Empey went on to suggest that Adams, who he suggested exerted a “disruptive” influence on power-sharing talks, “might very well say” Sinn Fein were “’[taking a hard line] for Martin’s memory’” and added that he had been “hypocritical” in his approach.

“He’ll use all of that,” he said. “Republicans have always used people’s deaths to move the cause forward. The hunger strikers are the obvious example. They were effectively sacrificed to build up the base and energise people. But he still has to come to terms with the rest of us.”

Empey’s frank assessment of Sinn Fein’s likely approach to negotiations will cast yet more doubt on the prospect that devolved government might be salvaged before Monday’s deadline. Though he admitted Adams had demanded nothing unionists “should die in a ditch for”, he suggested neither party was likely to cede ground. “If Sinn Fein were to back down they would get hammered,” he said. “If Foster backs down the DUP would get hammered. So I think we’ve got ourselves a catch 22: they’ve both painted themselves into their respective corners.”

In addition, Empey accused DUP leader Arlene Foster of squandering the “dream scenario” unionist parties won at last year’s assembly election with a “disastrous” campaign, but added he did not believe she would resign despite repeated Sinn Fein demands for her to do so.

 “It’s very difficult to see how she’s turned that from being at the top of Mount Everest to being under five miles of water – because that’s where she is,” he said. “She no longer controls the institutions. Martin McGuinness effectively wrote her resignation letter for her. And it’s very difficult to see a way forward. The idea that she could stand down as first minister candidate and stay on as party leader is one option. But she could’ve done that for a few weeks before Christmas and we wouldn’t be here! She’s basically taken unionism from the top to the bottom – in less than a year”.
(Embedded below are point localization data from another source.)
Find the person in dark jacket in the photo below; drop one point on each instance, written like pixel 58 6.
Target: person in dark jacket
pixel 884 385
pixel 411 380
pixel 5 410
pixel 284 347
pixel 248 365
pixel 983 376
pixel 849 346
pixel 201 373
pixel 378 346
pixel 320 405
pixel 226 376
Though Foster has expressed regret over the tone of the DUP’s much-criticised election campaign and has been widely praised for her decision to attend Martin McGuinness’ funeral yesterday, she remains unlikely to step down, despite coded invitations for her to do so from several members of her own party.
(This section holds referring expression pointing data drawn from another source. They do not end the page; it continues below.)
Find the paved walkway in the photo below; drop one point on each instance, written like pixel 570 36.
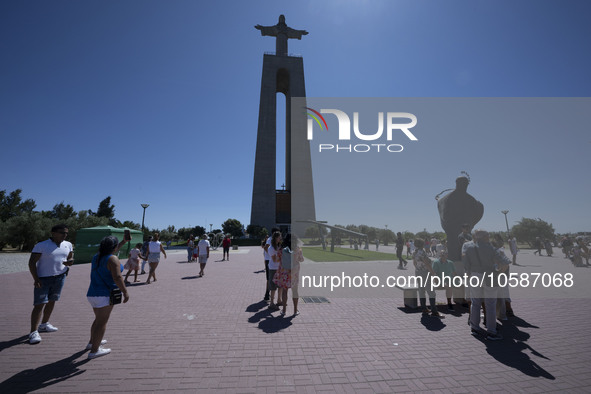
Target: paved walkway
pixel 214 333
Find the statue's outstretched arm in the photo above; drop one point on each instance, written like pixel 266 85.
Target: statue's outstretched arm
pixel 267 30
pixel 293 33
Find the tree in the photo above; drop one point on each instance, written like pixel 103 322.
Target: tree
pixel 232 227
pixel 12 205
pixel 82 220
pixel 25 230
pixel 526 230
pixel 131 225
pixel 386 236
pixel 61 212
pixel 105 209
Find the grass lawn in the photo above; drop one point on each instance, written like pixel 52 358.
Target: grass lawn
pixel 316 253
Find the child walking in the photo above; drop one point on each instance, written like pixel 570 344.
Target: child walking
pixel 133 262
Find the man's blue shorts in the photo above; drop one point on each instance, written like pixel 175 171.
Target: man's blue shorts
pixel 51 288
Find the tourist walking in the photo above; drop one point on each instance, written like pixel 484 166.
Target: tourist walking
pixel 424 269
pixel 266 243
pixel 49 264
pixel 399 249
pixel 538 245
pixel 504 309
pixel 190 247
pixel 133 262
pixel 514 249
pixel 203 253
pixel 226 243
pixel 154 250
pixel 105 276
pixel 144 253
pixel 480 258
pixel 274 251
pixel 445 270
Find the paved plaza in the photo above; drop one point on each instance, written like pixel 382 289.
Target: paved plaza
pixel 184 333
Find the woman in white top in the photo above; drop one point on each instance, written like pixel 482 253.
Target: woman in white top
pixel 154 249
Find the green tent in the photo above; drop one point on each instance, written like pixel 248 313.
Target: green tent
pixel 88 240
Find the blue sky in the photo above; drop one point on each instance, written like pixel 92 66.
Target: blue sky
pixel 157 101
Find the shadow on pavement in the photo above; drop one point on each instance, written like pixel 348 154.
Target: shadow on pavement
pixel 432 323
pixel 510 351
pixel 11 343
pixel 47 375
pixel 257 306
pixel 274 324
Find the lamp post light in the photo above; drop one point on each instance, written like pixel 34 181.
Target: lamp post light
pixel 144 215
pixel 505 212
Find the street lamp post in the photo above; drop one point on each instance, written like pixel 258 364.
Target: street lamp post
pixel 505 212
pixel 144 215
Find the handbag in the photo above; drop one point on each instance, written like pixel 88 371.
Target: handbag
pixel 116 296
pixel 281 278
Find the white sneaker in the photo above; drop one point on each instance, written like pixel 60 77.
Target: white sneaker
pixel 47 327
pixel 101 352
pixel 34 337
pixel 89 346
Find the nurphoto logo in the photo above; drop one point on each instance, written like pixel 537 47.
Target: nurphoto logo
pixel 393 127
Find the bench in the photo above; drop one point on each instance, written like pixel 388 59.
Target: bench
pixel 410 295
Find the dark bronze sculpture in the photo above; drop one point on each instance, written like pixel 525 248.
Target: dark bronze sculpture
pixel 282 32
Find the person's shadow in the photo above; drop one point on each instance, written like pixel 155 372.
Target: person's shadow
pixel 266 321
pixel 432 323
pixel 13 342
pixel 275 323
pixel 44 376
pixel 510 351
The historically poor result for unionism she oversaw has led to calls from leading loyalists for the DUP and UUP – who lost 10 and eight seats respectively – to pursue a merger or electoral alliance, which Empey dismissed outright.
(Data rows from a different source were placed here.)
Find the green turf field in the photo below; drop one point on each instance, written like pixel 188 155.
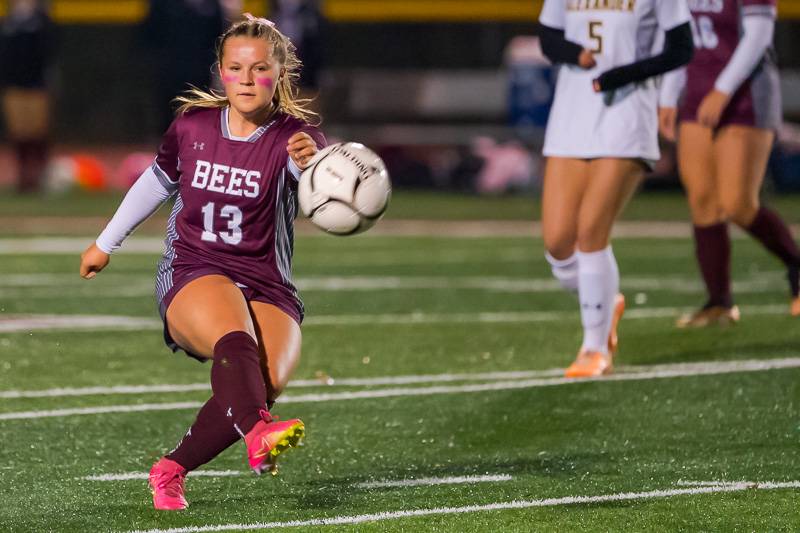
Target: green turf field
pixel 429 385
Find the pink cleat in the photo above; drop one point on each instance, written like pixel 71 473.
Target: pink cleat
pixel 166 484
pixel 269 438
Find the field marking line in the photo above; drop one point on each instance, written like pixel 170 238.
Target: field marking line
pixel 144 475
pixel 27 286
pixel 326 381
pixel 498 506
pixel 427 481
pixel 726 367
pixel 41 322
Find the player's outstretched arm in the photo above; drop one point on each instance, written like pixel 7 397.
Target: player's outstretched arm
pixel 301 147
pixel 678 51
pixel 143 199
pixel 559 50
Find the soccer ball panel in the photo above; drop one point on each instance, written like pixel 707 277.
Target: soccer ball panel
pixel 337 218
pixel 345 189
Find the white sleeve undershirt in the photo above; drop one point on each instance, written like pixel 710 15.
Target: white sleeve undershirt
pixel 143 199
pixel 758 30
pixel 672 85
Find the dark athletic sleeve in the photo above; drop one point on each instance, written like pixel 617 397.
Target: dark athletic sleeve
pixel 678 51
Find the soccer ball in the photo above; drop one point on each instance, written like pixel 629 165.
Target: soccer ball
pixel 345 189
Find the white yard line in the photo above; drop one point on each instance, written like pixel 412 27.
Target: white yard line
pixel 330 381
pixel 498 506
pixel 715 368
pixel 429 481
pixel 39 285
pixel 144 475
pixel 30 322
pixel 325 381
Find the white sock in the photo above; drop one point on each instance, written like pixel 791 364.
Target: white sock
pixel 598 284
pixel 565 270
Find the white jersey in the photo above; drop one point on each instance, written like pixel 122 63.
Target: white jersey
pixel 622 123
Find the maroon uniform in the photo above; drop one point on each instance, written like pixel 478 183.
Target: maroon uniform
pixel 235 207
pixel 717 26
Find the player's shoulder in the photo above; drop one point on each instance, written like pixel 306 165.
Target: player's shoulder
pixel 198 115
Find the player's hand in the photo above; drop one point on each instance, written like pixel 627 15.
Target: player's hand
pixel 93 260
pixel 711 108
pixel 301 148
pixel 586 59
pixel 667 122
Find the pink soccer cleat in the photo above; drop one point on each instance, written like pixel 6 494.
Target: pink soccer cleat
pixel 269 438
pixel 166 484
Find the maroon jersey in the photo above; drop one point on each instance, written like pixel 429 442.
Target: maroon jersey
pixel 717 26
pixel 235 205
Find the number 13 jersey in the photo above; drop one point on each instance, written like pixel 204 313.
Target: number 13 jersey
pixel 235 205
pixel 623 123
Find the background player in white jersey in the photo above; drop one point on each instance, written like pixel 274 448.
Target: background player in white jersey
pixel 224 282
pixel 601 135
pixel 728 118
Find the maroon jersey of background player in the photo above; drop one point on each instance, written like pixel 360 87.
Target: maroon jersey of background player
pixel 717 26
pixel 235 206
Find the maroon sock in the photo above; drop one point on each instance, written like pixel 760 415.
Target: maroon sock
pixel 713 251
pixel 236 380
pixel 210 435
pixel 768 228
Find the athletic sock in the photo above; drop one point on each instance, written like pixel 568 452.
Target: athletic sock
pixel 237 382
pixel 768 228
pixel 565 270
pixel 210 435
pixel 713 252
pixel 598 284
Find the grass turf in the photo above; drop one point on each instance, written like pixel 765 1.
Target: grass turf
pixel 555 441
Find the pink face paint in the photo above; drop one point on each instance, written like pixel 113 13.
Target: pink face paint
pixel 265 82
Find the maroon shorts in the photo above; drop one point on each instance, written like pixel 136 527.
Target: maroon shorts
pixel 757 103
pixel 181 276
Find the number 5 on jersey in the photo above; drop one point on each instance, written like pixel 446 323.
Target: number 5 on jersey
pixel 234 216
pixel 594 34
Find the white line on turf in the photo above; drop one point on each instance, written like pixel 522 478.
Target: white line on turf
pixel 25 323
pixel 144 475
pixel 425 481
pixel 498 506
pixel 713 368
pixel 41 285
pixel 325 381
pixel 329 381
pixel 428 481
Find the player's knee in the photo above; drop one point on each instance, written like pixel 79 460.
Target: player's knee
pixel 740 213
pixel 560 248
pixel 591 240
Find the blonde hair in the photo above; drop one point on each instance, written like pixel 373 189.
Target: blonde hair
pixel 285 99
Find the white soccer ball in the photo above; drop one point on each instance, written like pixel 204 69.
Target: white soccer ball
pixel 345 189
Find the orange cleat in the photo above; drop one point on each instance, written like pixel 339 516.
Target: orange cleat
pixel 590 365
pixel 269 438
pixel 619 310
pixel 714 315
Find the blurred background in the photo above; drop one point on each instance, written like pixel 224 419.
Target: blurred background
pixel 454 94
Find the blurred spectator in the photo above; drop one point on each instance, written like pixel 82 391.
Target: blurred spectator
pixel 25 53
pixel 183 35
pixel 303 22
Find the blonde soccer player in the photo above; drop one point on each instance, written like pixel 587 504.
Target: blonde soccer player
pixel 728 118
pixel 601 137
pixel 224 284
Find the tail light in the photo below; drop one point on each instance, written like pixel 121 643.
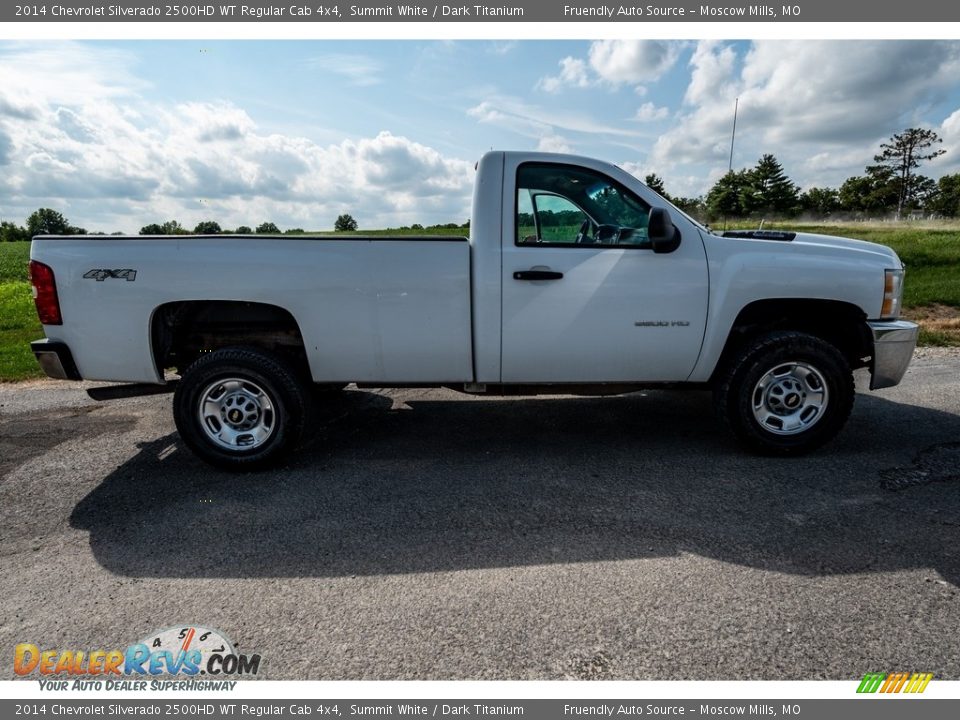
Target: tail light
pixel 45 293
pixel 892 294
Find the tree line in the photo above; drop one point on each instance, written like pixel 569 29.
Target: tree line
pixel 891 186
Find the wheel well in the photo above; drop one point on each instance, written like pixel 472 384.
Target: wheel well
pixel 183 331
pixel 839 323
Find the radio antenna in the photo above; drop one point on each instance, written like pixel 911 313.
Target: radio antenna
pixel 733 135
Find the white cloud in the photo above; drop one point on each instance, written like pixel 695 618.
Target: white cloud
pixel 712 76
pixel 110 159
pixel 356 69
pixel 533 120
pixel 822 107
pixel 554 143
pixel 648 112
pixel 632 61
pixel 615 62
pixel 573 73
“The idea that you can weld all unionists together into a solid mass under a single leadership – I would struggle to see how that would actually work in practice. Can you cooperate at a certain level? I don’t doubt that that’s possible, especially with seats here. Trying to amalgamate everybody? I remain to be convinced that that should be the case.”

Accusing the DUP of having “led unionism into a valley”, and of “lashing out”, he added: “They’ll never absorb all of our votes. They can try as hard as they like, but they’d end up with fewer than they have now.”

Patrick Maguire writes about politics and is the 2016 winner of the Anthony Howard Award.